Para la Profesora Iris Garland. Curso: Historia de la Danza.

Facultad: Artes de la Representación

Universidad Simon Fraser, Vancouver, B.C. Canada. 1980



1. Los griegos y los roma
nos adoraron el cuerpo humano.


Ellos se deleitaron con su fuerza y con la bella coordinación de los músculos. Eran escépticos acerca de la posibilidad de una vida futura, se interesaron por esta vida y consideraron la muerte como una desagradable pero inevitable necesidad.
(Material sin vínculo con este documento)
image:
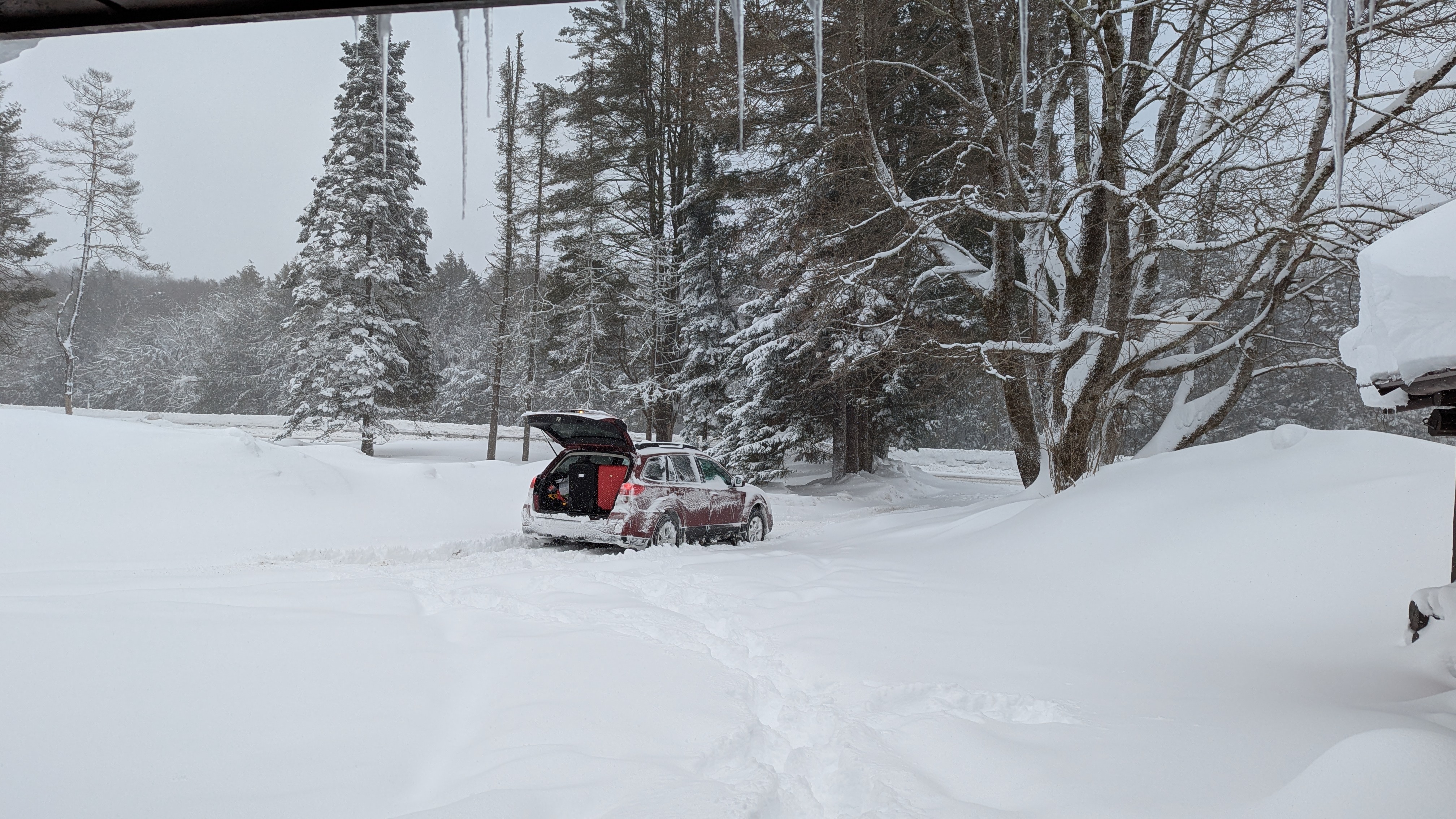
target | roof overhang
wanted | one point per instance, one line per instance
(25, 20)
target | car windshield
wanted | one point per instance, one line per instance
(712, 473)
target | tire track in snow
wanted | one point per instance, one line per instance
(809, 751)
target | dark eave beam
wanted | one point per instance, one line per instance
(24, 20)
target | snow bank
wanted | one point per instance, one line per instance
(1407, 305)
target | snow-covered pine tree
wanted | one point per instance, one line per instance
(586, 288)
(456, 305)
(360, 353)
(708, 315)
(507, 186)
(21, 191)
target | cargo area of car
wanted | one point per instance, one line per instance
(583, 483)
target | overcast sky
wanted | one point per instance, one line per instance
(232, 125)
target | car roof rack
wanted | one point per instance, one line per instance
(669, 445)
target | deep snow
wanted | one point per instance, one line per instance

Los primeros cristianos en su rechazo a todas las actividades paganas, se fueron al otro extremo, despreciaron la existencia terrenal y estuvieron siempre ocupados preparándose a sí mismos para su viaje al... cementerio.

Los romanos y los griegos habían aprendido a comer y beber bien y a gozar de todas las cosas buenas de esta tierra.

Los cristianos por su parte vivían a una dieta de agua bendita y... verduras y consideraban las más agradables actividades como tentaciones del Príncipe de las Tinieblas.

La vida diaria era dura en aquellas épocas, el más leve desliz de la lengua (o de cualquier otra parte del cuerpo) lo inscribía a usted en la lista de los destinados al Infierno.


 

2. La muerte en la edad media.


El principio de la época medioeval ha sido muchas veces llamado la Edad Oscura, y los historiadores nos la hacen ver como una época aburrida. Sin embargo las personas medioevales disponían de interesantes maneras de morir:

Los “sitios” eran un pasatiempo favorito en esa época y eran usualmente seguidos de masacres o torturas diversas.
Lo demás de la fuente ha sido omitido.